Of course, I’m not for a minute suggesting that everyone is going to be abandoning  their Amazon baskets in favour of a day out at Bluewater (although Amazon announcing plans to abandon Visa for UK credit card payments from January is a sign of how quickly a narrative can shift). But I don’t think we’re likely to see a repeat of the furious activity seen in the logistics market over the past 18 months either.

Amazon perhaps offers a case in point here, too – it’s planning to open 260 cashier-less grocery stores in the UK over the next couple of years, which as well as being a source of more sleepless nights for supermarket investors also highlights that there’s room in the world for both digital and physical (maybe even troubled convenience retailer McColl’s as Phil discussed here). We should perhaps consider their interplay in a more nuanced, less black and white way. As Phil and I discussed on Friday’s Quality Shares podcast, some decent figures from Marks and Spencer’s food business and Primark owner ABF in the last week show that the right in-store experience can keep the punters coming through the doors, while click and collect is an increasingly popular format, allowing retailers to benefit from e-commerce at the same time as sweating their retail locations).

While I have been dealing with physical pain this week, I know lots of investors have been experiencing some financial pain, not least of those holding Avon Protection or those hit by a sell off at Aim-traded electronics group Volex. Its headline numbers were actually quite good, with sales up 45% and underlying profits up by nearly 22% thanks to strong demand for cables and plugs for home electronics and electric vehicles. Quality metrics like ROCE look good, too, but the shares have since slipped 10%, leaving many investors scratching their heads – a puzzle Phil has gone some way to solving in this article.

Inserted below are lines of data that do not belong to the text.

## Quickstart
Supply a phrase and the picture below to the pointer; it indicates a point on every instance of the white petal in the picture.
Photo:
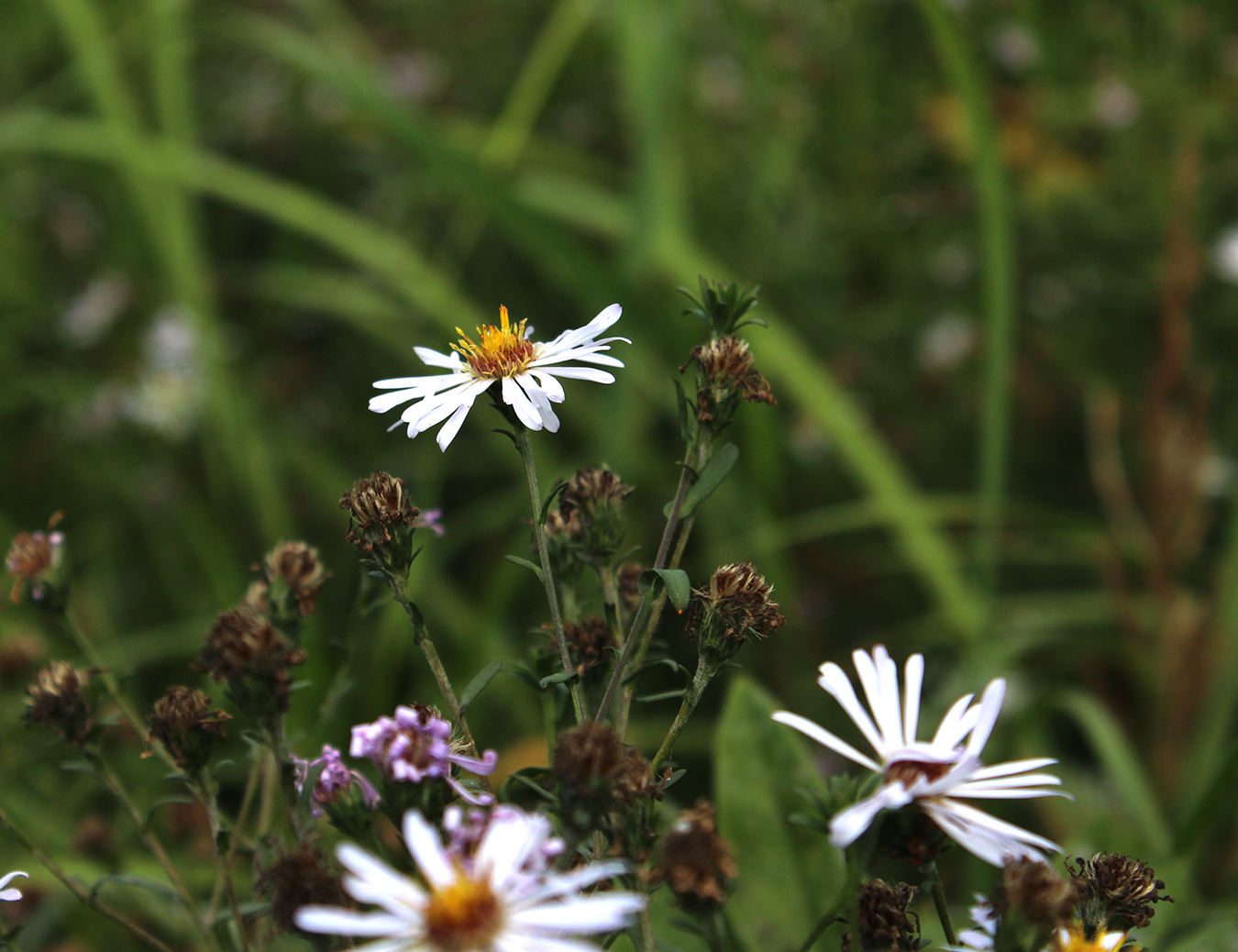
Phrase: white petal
(427, 850)
(824, 738)
(336, 921)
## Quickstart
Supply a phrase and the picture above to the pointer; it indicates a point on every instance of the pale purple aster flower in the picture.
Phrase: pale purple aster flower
(417, 744)
(10, 895)
(492, 905)
(335, 780)
(931, 774)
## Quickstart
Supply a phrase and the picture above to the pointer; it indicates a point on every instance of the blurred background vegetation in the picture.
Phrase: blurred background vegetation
(996, 249)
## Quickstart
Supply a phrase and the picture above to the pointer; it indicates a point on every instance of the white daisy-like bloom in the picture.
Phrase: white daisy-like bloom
(10, 895)
(936, 774)
(502, 898)
(529, 371)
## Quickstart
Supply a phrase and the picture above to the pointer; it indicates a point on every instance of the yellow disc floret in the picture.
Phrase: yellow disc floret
(463, 916)
(503, 350)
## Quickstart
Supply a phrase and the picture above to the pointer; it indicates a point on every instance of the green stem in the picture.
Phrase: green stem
(83, 895)
(526, 456)
(703, 675)
(938, 900)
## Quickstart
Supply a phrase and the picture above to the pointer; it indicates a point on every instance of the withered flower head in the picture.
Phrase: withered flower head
(693, 860)
(593, 765)
(735, 607)
(381, 517)
(244, 650)
(1120, 889)
(300, 878)
(184, 723)
(293, 574)
(1036, 892)
(36, 561)
(885, 920)
(60, 697)
(727, 375)
(594, 499)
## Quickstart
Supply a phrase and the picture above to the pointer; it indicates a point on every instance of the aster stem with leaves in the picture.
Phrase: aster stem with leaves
(526, 456)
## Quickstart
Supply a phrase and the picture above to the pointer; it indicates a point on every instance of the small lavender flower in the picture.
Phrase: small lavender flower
(416, 744)
(335, 780)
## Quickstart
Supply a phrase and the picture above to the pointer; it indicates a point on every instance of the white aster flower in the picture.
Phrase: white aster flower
(530, 372)
(931, 774)
(10, 895)
(502, 898)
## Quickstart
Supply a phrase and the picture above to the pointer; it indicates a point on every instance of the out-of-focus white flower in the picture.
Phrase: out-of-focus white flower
(936, 774)
(497, 902)
(529, 372)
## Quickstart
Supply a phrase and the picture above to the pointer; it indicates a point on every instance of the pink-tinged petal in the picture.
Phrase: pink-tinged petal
(915, 676)
(591, 913)
(839, 687)
(847, 825)
(335, 921)
(824, 738)
(427, 850)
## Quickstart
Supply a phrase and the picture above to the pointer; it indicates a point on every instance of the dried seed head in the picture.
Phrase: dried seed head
(381, 519)
(186, 725)
(695, 862)
(1121, 889)
(1036, 892)
(735, 607)
(885, 920)
(244, 650)
(300, 878)
(293, 576)
(36, 561)
(60, 698)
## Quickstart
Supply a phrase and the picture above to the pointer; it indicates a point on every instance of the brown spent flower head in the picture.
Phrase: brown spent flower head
(593, 764)
(35, 559)
(885, 920)
(1120, 888)
(60, 698)
(186, 725)
(727, 372)
(377, 505)
(693, 860)
(293, 570)
(244, 650)
(735, 607)
(1035, 891)
(300, 878)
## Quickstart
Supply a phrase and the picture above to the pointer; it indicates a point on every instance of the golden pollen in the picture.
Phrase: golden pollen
(463, 916)
(502, 352)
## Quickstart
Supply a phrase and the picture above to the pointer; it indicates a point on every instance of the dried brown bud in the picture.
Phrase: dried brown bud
(1036, 892)
(1120, 888)
(184, 723)
(735, 607)
(885, 920)
(303, 877)
(244, 650)
(60, 698)
(693, 860)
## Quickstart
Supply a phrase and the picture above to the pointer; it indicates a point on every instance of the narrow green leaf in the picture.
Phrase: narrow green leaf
(478, 683)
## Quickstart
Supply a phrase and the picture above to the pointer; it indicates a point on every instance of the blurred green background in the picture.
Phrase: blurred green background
(997, 250)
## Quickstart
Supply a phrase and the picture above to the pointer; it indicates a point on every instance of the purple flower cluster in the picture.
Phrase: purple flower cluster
(417, 744)
(335, 780)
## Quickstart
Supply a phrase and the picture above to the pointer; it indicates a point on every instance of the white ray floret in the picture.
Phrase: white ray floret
(934, 774)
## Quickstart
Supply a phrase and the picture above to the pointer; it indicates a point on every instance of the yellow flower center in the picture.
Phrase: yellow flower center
(463, 916)
(503, 350)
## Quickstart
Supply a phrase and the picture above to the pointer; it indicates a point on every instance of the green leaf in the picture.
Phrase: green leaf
(789, 880)
(679, 590)
(526, 563)
(478, 683)
(717, 470)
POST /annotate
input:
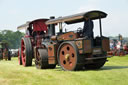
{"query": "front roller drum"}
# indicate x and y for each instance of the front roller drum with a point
(69, 58)
(26, 51)
(41, 60)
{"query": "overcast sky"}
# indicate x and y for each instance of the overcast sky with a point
(16, 12)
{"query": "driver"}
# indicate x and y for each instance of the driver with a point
(88, 28)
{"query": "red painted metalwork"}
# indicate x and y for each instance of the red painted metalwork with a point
(39, 25)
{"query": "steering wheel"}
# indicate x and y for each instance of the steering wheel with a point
(80, 30)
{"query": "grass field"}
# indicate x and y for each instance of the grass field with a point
(115, 72)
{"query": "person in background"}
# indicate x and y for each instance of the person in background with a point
(5, 54)
(88, 28)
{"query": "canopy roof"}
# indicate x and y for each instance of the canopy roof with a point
(36, 23)
(78, 17)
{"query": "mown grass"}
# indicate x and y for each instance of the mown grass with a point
(115, 72)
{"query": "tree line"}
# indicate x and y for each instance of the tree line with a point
(12, 38)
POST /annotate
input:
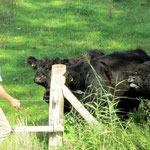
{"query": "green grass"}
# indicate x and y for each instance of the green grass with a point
(67, 28)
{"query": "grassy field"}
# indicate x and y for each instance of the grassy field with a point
(67, 28)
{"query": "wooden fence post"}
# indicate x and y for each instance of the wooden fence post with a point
(56, 105)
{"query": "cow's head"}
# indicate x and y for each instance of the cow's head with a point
(42, 68)
(140, 78)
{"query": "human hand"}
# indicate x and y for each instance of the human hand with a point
(15, 103)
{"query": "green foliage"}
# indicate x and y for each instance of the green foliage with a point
(59, 28)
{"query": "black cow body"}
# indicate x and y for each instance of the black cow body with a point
(42, 67)
(111, 69)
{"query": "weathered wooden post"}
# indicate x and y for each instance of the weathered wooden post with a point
(56, 105)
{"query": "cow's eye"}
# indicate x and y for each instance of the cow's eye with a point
(135, 73)
(47, 69)
(43, 76)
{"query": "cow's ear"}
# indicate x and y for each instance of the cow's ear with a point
(31, 61)
(107, 71)
(56, 60)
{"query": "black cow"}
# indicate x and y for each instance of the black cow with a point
(110, 69)
(42, 67)
(139, 79)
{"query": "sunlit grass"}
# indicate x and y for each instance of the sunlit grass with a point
(63, 29)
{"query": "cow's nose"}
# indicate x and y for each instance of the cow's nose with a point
(131, 79)
(37, 80)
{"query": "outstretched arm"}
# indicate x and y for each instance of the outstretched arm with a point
(14, 102)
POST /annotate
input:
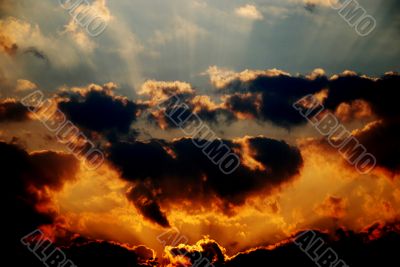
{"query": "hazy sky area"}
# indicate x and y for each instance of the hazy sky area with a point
(180, 40)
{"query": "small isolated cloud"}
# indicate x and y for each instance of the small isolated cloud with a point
(249, 12)
(25, 85)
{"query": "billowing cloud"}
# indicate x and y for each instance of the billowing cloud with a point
(249, 12)
(11, 110)
(25, 85)
(97, 108)
(163, 172)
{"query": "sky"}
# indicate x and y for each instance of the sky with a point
(284, 88)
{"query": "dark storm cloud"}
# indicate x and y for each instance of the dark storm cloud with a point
(27, 181)
(277, 95)
(13, 111)
(7, 45)
(98, 109)
(172, 171)
(381, 138)
(102, 253)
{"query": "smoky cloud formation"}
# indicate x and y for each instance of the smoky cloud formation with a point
(376, 246)
(37, 54)
(85, 252)
(163, 172)
(98, 109)
(13, 111)
(28, 181)
(7, 46)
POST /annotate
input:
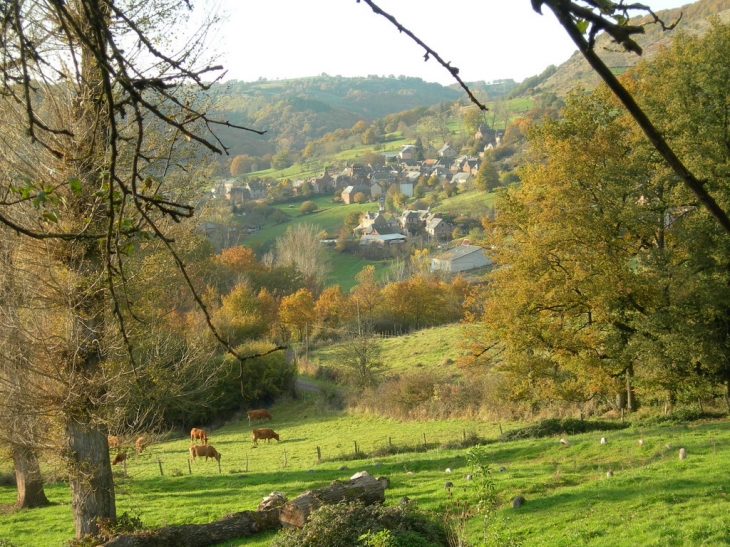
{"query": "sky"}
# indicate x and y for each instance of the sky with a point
(486, 39)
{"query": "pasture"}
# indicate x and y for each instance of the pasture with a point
(652, 498)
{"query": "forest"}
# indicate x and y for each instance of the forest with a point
(609, 291)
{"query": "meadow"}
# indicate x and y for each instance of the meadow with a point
(652, 497)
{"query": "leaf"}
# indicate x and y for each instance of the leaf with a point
(75, 185)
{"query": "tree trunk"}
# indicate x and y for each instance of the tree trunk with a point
(237, 525)
(630, 397)
(364, 488)
(90, 477)
(28, 479)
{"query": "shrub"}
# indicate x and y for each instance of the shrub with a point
(555, 426)
(346, 524)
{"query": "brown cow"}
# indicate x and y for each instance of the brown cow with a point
(260, 414)
(207, 451)
(196, 433)
(140, 444)
(264, 433)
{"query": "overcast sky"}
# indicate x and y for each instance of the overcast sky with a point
(485, 39)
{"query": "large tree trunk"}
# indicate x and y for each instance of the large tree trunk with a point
(90, 477)
(237, 525)
(362, 487)
(28, 479)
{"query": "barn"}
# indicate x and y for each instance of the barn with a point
(459, 259)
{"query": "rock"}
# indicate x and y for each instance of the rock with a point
(358, 475)
(272, 501)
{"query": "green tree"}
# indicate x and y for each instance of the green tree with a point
(487, 178)
(308, 207)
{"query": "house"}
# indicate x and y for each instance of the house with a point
(348, 194)
(459, 259)
(256, 189)
(446, 151)
(408, 152)
(462, 178)
(386, 239)
(438, 228)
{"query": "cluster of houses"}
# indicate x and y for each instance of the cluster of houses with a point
(370, 180)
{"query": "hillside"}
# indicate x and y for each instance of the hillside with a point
(293, 112)
(576, 72)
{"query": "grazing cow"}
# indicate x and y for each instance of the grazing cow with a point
(140, 444)
(201, 450)
(196, 434)
(260, 414)
(264, 433)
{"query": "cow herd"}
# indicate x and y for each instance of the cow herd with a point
(199, 446)
(204, 449)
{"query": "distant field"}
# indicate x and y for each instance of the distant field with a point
(433, 349)
(652, 498)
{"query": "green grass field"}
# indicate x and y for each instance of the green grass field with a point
(652, 498)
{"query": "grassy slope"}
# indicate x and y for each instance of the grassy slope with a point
(422, 350)
(652, 499)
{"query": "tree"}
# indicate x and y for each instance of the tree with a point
(242, 164)
(297, 314)
(308, 207)
(487, 178)
(90, 99)
(301, 246)
(282, 159)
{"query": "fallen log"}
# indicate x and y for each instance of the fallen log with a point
(243, 524)
(361, 487)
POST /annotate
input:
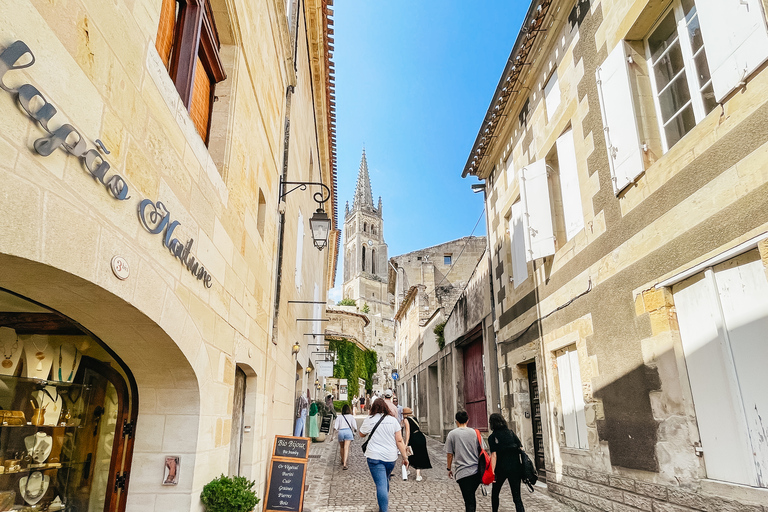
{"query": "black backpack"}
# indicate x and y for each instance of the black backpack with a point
(530, 476)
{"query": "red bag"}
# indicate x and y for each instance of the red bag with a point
(484, 463)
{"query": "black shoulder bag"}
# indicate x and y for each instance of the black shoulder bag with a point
(365, 444)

Looking across Aim, as Phil and I have been doing for the last week or so, and you can find lots of shares that, like Volex and the last mile distribution landlords, are facing more scrutiny over their prospects after a very strong run. In some respects, it’s good to see a bit more circumspection returning to some areas of the market – we are seeing further evidence every day that the economic backdrop is very unusual indeed, not least that inflation will remain a sticky problem for investors to contend with for some time. And as Phil and I have argued, it is those shares that are most highly rated – and which thus offer a lower earnings yield – that could be most affected, a particularly pressing question for Smithson, one of two investment trusts that Phil has written about this week to kick off our funds coverage alongside Nick Train’s Finsbury Growth and Income.